Some gotchas with Go and the psx and cap packages

How to do an Ioctl() on a file without side-effects

It turns out that Go sometimes causes OS threads to block indefinitely waiting inside the kernel. This is most severe when the Go runtime decides to declare an *os.File non-pollable and serializes reads inside the kernel. That is a fancy way to say that it devotes a whole thread to running the syscall.Read() function.

Normally, the runtime does a lighter weight thing and has a single thread waiting for all pending reads to be actionable with a polling abstraction, and only calls syscall.Read() when it is guaranteed to promptly return data. This feature allows the go runtime to avoid allocating dormant memory buffers for idle reads, which is a huge win for scalability. It is also a potential gotcha for using the psx package in CGO_ENABLED=0 mode, and by extension the cap package.

What is surprising to learn is that simply accessing (*os.File).Fd() has the undocumented side-effect of forcing that file to be read-blocking. And a blocked thread like this would deadlock the syscall.AllThreadsSyscall() function, which is used by the psx package.

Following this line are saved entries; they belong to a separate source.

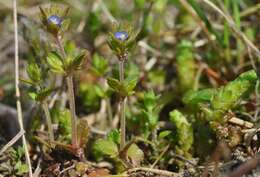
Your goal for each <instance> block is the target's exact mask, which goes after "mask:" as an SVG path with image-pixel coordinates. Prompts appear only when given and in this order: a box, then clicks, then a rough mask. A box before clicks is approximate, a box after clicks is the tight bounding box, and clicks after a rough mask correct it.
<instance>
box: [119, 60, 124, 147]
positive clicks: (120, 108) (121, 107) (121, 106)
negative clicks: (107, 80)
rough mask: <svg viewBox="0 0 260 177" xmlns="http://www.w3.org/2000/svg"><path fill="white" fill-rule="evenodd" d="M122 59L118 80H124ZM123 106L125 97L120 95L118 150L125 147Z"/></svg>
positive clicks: (119, 60) (120, 66)
mask: <svg viewBox="0 0 260 177" xmlns="http://www.w3.org/2000/svg"><path fill="white" fill-rule="evenodd" d="M124 61H125V60H119V80H120V82H121V83H122V82H124ZM125 106H126V97H121V98H120V102H119V114H120V115H119V116H120V130H121V141H120V150H122V149H123V148H124V147H125V137H126V135H125V133H126V128H125Z"/></svg>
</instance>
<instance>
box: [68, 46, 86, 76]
mask: <svg viewBox="0 0 260 177" xmlns="http://www.w3.org/2000/svg"><path fill="white" fill-rule="evenodd" d="M86 56H87V51H86V50H84V51H82V52H81V53H80V54H78V55H77V56H76V57H74V58H70V57H69V58H67V60H66V63H67V66H66V68H67V69H68V70H69V71H70V72H71V71H74V70H80V69H81V67H82V65H83V63H84V61H85V59H86ZM67 69H66V70H67ZM67 72H68V71H67Z"/></svg>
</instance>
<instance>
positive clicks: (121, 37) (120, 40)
mask: <svg viewBox="0 0 260 177" xmlns="http://www.w3.org/2000/svg"><path fill="white" fill-rule="evenodd" d="M114 36H115V38H116V39H118V40H120V41H125V40H126V39H128V37H129V36H128V33H127V32H125V31H117V32H115V33H114Z"/></svg>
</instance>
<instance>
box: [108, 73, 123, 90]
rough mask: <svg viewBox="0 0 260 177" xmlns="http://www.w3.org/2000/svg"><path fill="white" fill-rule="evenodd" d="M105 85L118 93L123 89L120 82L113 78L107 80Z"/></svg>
mask: <svg viewBox="0 0 260 177" xmlns="http://www.w3.org/2000/svg"><path fill="white" fill-rule="evenodd" d="M107 84H108V85H109V86H110V87H111V88H112V89H113V90H115V91H116V92H118V93H120V91H121V90H123V89H124V88H123V86H122V84H121V83H120V81H119V80H117V79H115V78H111V77H109V78H107Z"/></svg>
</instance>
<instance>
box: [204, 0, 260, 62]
mask: <svg viewBox="0 0 260 177" xmlns="http://www.w3.org/2000/svg"><path fill="white" fill-rule="evenodd" d="M203 2H205V3H206V4H207V5H208V6H210V7H211V8H212V9H213V10H215V11H216V12H217V13H218V14H219V15H221V16H222V17H223V18H224V19H225V20H226V21H227V23H228V25H229V26H230V28H231V29H232V30H233V31H234V33H235V34H236V35H237V36H238V37H239V38H240V39H241V40H242V41H243V42H244V43H245V45H246V46H248V47H249V48H250V49H251V50H252V51H253V52H254V54H255V55H256V56H257V57H258V58H260V51H259V50H258V48H257V47H256V46H255V45H254V44H253V43H252V42H251V41H250V40H249V39H248V38H247V37H246V35H245V34H244V33H242V32H241V31H240V30H239V29H237V27H236V24H235V22H234V21H233V19H232V18H231V17H230V16H229V15H227V14H225V13H224V12H223V11H222V10H221V9H220V8H218V7H217V6H216V5H215V4H214V3H212V2H210V1H209V0H203Z"/></svg>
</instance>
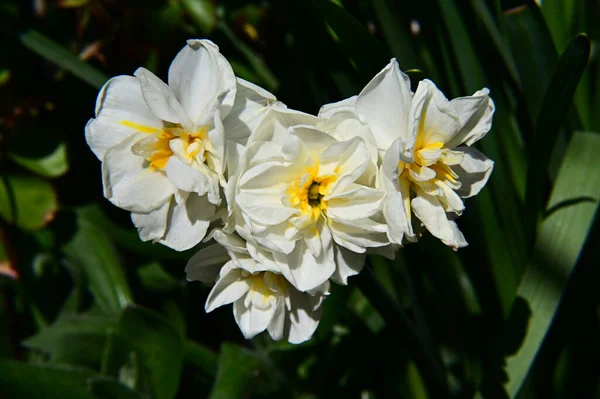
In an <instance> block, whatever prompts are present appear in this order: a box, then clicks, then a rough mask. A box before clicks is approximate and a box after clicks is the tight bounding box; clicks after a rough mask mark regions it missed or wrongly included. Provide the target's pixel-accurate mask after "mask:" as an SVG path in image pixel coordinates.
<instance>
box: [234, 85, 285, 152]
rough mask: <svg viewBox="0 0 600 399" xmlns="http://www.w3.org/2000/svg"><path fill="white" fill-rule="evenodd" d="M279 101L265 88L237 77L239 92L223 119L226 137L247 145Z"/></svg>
mask: <svg viewBox="0 0 600 399" xmlns="http://www.w3.org/2000/svg"><path fill="white" fill-rule="evenodd" d="M276 101H277V99H276V98H275V96H273V95H272V94H271V93H269V92H268V91H266V90H264V89H263V88H261V87H259V86H257V85H255V84H253V83H250V82H247V81H245V80H243V79H240V78H237V93H236V95H235V102H234V104H233V108H232V109H231V111H230V112H229V115H227V117H226V118H225V119H223V126H224V127H225V137H226V138H227V140H232V141H234V142H236V143H239V144H242V145H245V144H246V142H247V141H248V137H250V134H252V132H254V131H256V129H257V127H258V126H259V125H260V123H261V122H262V120H263V119H264V118H265V116H266V115H267V112H268V110H269V107H270V105H271V104H274V103H275V102H276Z"/></svg>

Sometimes doing operations on a file descriptor (the result of calling (*os.File).Fd()) is seemingly needed. One such example use case is that of syscall.SYS_IOCTL. This feature makes slightly abnormal OS features accessed through file descriptors possible. The following is a way to perform an ioctl call on a file descriptor that does not have the side-effect of turning the file into a non-pollable one (it comes from some debugging of a reported deadlock failure - which remains broken in go1.16 and go1.17, but was fixed in go1.18):

//go:uintptrescapes

func ioctlFile(f syscall.Conn, a1, a2 uintptr) error {

s, err := f.SyscallConn()

if err != nil {

return err

}

s.Control(func(fd uintptr) {

if _, _, e := syscall.Syscall(syscall.SYS_IOCTL, fd, a1, a2); e != 0 {

err = e

}

})

return err

}

It is the SyscallConn() abstraction of the syscall.Conn interface (implemented by *os.File, net.Conn etc.) that gives visibility to the file descriptor for an inline function to leverage. In this case that of syscall.SYS_IOCTL functionality.